Ils sont insultés et conduits à la sortie du couvent, où plusieurs fourgonnettes entourées de policiers armés de mitraillettes les attendent. La zone est bouclée mais, le couvent se trouvant à l'écart, l'intervention passe inaperçue à Alaquàs. N'ayant pas été fouillés, dans le fourgon qui les conduit à la préfecture supérieure de Police, située sur la Gran Vía Fernando el Católico, les détenus entreprennent péniblement de faire disparaître en les ingérant les documents encore dans leur détention et contenant des informations compromettantes, notamment le répertoire téléphonique de Martínez Llaneza et celui, volumineux , de Josep Guia, incluant les noms et coordonnées de nombreuses figures de l'antifranquisme valencien[26],[16],[3],[24],[33],[14]. Guia rapporte qu'il distribuait à ses camarades les feuilles de son agenda « comme s'il s'agissait d'hosties pour communier[21],[24]. » Soler se souvient qu'il finit sa « dernière bouchée » en passant les portes de la préfecture de Police[26].

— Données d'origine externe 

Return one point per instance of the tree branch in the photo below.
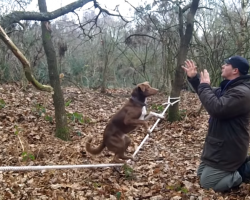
(16, 16)
(137, 34)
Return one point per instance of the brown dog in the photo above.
(124, 121)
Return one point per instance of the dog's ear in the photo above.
(142, 87)
(146, 82)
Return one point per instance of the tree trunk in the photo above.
(182, 55)
(24, 61)
(62, 130)
(243, 25)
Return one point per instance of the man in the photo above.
(224, 162)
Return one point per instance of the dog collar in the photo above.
(138, 101)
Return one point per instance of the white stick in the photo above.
(29, 168)
(157, 121)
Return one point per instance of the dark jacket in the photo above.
(227, 141)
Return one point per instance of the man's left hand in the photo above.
(204, 78)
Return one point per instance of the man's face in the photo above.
(228, 72)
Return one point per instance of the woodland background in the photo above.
(100, 55)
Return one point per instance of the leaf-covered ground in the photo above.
(165, 167)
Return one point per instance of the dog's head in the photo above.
(144, 89)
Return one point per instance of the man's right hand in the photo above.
(190, 68)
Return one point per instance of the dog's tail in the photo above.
(93, 150)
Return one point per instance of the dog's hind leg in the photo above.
(127, 142)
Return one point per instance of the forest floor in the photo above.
(165, 167)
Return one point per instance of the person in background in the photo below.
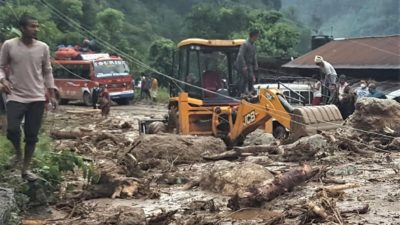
(246, 62)
(105, 102)
(347, 103)
(334, 95)
(95, 95)
(342, 85)
(142, 87)
(375, 93)
(317, 90)
(154, 89)
(329, 74)
(30, 73)
(362, 91)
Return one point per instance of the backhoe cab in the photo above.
(208, 102)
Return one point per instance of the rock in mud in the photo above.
(7, 205)
(259, 137)
(305, 148)
(375, 115)
(175, 149)
(230, 178)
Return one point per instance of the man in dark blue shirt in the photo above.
(374, 93)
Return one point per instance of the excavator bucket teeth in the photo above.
(311, 119)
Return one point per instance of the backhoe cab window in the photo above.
(111, 68)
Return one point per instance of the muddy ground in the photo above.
(145, 180)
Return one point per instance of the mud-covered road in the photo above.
(158, 184)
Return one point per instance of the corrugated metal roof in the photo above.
(218, 43)
(355, 53)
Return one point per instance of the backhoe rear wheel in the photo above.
(173, 120)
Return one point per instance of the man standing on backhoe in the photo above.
(330, 75)
(246, 62)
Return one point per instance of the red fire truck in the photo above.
(75, 74)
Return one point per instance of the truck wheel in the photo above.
(87, 99)
(156, 128)
(123, 101)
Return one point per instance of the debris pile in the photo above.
(375, 122)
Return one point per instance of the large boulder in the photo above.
(230, 178)
(7, 205)
(259, 137)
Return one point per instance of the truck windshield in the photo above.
(111, 68)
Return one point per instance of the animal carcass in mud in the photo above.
(166, 150)
(303, 149)
(230, 178)
(113, 183)
(281, 184)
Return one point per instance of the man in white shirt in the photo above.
(362, 91)
(342, 85)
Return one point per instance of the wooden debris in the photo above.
(280, 185)
(71, 134)
(163, 218)
(84, 111)
(317, 210)
(339, 188)
(228, 155)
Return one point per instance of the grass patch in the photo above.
(46, 163)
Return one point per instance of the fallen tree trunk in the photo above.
(71, 134)
(228, 155)
(280, 185)
(360, 210)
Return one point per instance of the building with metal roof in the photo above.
(368, 57)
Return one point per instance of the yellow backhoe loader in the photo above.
(216, 109)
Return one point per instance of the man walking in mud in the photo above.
(30, 72)
(246, 62)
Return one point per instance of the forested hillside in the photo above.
(348, 18)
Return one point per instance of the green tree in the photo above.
(160, 58)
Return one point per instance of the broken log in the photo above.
(317, 210)
(85, 111)
(279, 186)
(360, 210)
(256, 149)
(105, 135)
(228, 155)
(71, 134)
(340, 188)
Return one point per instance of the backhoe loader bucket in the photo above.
(311, 119)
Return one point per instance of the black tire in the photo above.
(280, 132)
(87, 99)
(156, 128)
(123, 101)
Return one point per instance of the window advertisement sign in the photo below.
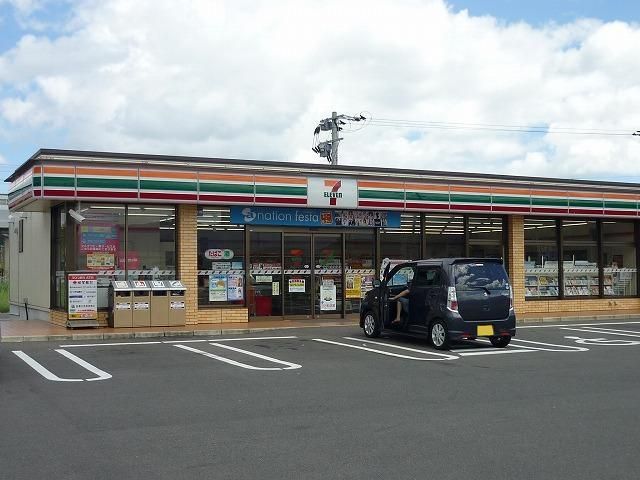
(328, 296)
(314, 217)
(332, 192)
(83, 296)
(235, 287)
(99, 238)
(217, 288)
(296, 285)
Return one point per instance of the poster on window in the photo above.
(353, 286)
(296, 285)
(235, 287)
(83, 296)
(217, 288)
(100, 261)
(328, 296)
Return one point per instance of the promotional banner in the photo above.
(83, 296)
(217, 288)
(313, 217)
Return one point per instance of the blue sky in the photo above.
(230, 81)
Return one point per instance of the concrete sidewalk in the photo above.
(12, 330)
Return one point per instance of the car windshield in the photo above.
(489, 275)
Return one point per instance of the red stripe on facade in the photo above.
(375, 203)
(103, 194)
(225, 198)
(294, 201)
(428, 206)
(502, 208)
(169, 196)
(585, 211)
(53, 192)
(475, 208)
(621, 213)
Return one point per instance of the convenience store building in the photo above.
(255, 240)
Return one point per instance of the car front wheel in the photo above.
(438, 335)
(500, 342)
(371, 325)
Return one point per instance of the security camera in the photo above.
(76, 216)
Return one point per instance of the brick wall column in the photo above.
(187, 257)
(516, 260)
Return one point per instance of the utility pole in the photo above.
(329, 148)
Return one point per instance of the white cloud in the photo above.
(251, 80)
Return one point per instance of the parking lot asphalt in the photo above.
(560, 402)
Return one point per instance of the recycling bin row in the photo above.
(137, 303)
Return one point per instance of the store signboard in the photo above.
(83, 296)
(313, 217)
(332, 192)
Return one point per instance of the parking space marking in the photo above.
(288, 365)
(46, 373)
(391, 354)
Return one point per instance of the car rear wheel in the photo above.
(371, 325)
(500, 342)
(438, 335)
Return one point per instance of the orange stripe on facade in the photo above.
(287, 180)
(510, 191)
(368, 184)
(548, 193)
(55, 169)
(168, 174)
(426, 187)
(226, 177)
(107, 172)
(461, 188)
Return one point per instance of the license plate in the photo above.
(485, 330)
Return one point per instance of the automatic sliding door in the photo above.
(297, 275)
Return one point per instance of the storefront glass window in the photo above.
(221, 267)
(444, 236)
(150, 242)
(359, 268)
(486, 237)
(402, 243)
(580, 258)
(619, 259)
(265, 274)
(541, 257)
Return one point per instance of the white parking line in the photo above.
(289, 366)
(101, 374)
(391, 354)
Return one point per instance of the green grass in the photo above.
(4, 296)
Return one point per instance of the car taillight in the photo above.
(452, 299)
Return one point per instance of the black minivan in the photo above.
(450, 299)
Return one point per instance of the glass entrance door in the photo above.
(327, 271)
(297, 279)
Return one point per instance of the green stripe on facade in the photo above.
(585, 203)
(549, 202)
(168, 185)
(280, 190)
(428, 197)
(501, 200)
(59, 182)
(457, 198)
(380, 194)
(107, 183)
(618, 204)
(226, 188)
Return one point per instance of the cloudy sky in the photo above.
(445, 83)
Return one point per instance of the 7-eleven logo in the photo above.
(333, 194)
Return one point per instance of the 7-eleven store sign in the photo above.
(332, 192)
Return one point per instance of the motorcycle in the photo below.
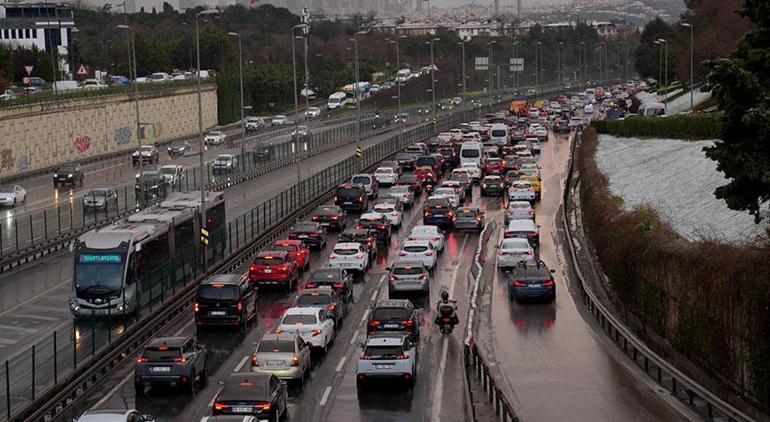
(446, 319)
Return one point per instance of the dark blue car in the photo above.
(532, 280)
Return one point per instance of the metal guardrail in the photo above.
(655, 366)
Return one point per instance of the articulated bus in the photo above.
(110, 260)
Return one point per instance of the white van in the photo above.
(498, 134)
(652, 110)
(471, 152)
(337, 100)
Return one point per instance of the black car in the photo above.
(178, 148)
(406, 160)
(351, 196)
(68, 174)
(336, 278)
(310, 233)
(438, 212)
(378, 223)
(252, 393)
(492, 186)
(366, 237)
(331, 216)
(150, 187)
(394, 315)
(225, 299)
(171, 361)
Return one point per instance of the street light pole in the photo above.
(240, 74)
(132, 60)
(201, 146)
(692, 84)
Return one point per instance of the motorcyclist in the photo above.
(446, 308)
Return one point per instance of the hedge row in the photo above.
(710, 301)
(683, 126)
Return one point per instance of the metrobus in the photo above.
(150, 247)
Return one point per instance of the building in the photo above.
(47, 26)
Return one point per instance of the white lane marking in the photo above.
(325, 397)
(113, 390)
(184, 327)
(241, 363)
(341, 364)
(438, 390)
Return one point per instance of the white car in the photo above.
(521, 190)
(404, 194)
(312, 112)
(215, 137)
(314, 325)
(386, 176)
(430, 233)
(279, 120)
(10, 195)
(349, 256)
(474, 172)
(391, 211)
(513, 250)
(419, 250)
(391, 356)
(448, 193)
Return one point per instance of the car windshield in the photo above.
(217, 292)
(383, 352)
(299, 319)
(313, 299)
(275, 346)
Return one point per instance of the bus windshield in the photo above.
(104, 271)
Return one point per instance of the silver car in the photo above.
(408, 277)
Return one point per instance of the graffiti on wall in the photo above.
(82, 143)
(122, 135)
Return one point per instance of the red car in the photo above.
(425, 175)
(274, 268)
(494, 166)
(297, 250)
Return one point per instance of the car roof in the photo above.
(168, 341)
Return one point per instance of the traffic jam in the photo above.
(374, 272)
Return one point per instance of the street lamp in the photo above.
(201, 146)
(240, 75)
(692, 46)
(132, 59)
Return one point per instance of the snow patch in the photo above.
(677, 180)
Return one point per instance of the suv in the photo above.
(225, 299)
(351, 196)
(68, 174)
(532, 280)
(394, 315)
(274, 268)
(408, 277)
(370, 184)
(257, 393)
(172, 361)
(335, 278)
(387, 356)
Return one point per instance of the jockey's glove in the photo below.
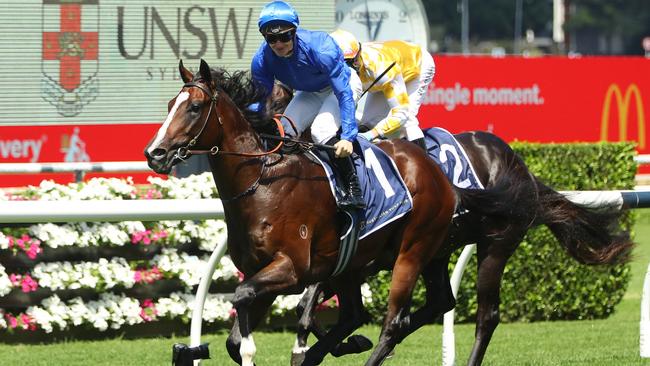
(343, 149)
(369, 135)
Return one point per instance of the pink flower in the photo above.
(13, 322)
(15, 279)
(147, 303)
(27, 322)
(29, 284)
(152, 194)
(34, 250)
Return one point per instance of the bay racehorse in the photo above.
(590, 236)
(283, 226)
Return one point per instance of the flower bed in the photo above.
(98, 277)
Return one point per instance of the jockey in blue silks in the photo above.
(312, 64)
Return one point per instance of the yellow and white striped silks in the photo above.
(376, 57)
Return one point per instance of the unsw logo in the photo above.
(70, 50)
(623, 101)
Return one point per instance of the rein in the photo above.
(185, 152)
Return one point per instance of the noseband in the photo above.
(185, 152)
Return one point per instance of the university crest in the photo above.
(70, 54)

Dans la voiture de Martínez Llaneza, les policiers trouvent plusieurs publications politiques clandestines : cinq exemplaires de Lluita, revue publiée par le PSPV, et un d'Avui SIC, éditée par des nationalistes catalans[34],[9].
Détention, soutiens et suites judiciaires
Interrogatoire
Après avoir fait les photographies d'usage, les « 10 d'Alaquàs » sont conduits dans des cellules situées en sous-sol[35].
Au cours de leur interrogatoire, les détenus sont soumis à des tortures psychologiques, mais pas brutalisés physiquement[16],[3],[35]. Certains choisissent de payer pour avoir une meilleure nourriture que celle, mauvaise, qui leur est servie[35].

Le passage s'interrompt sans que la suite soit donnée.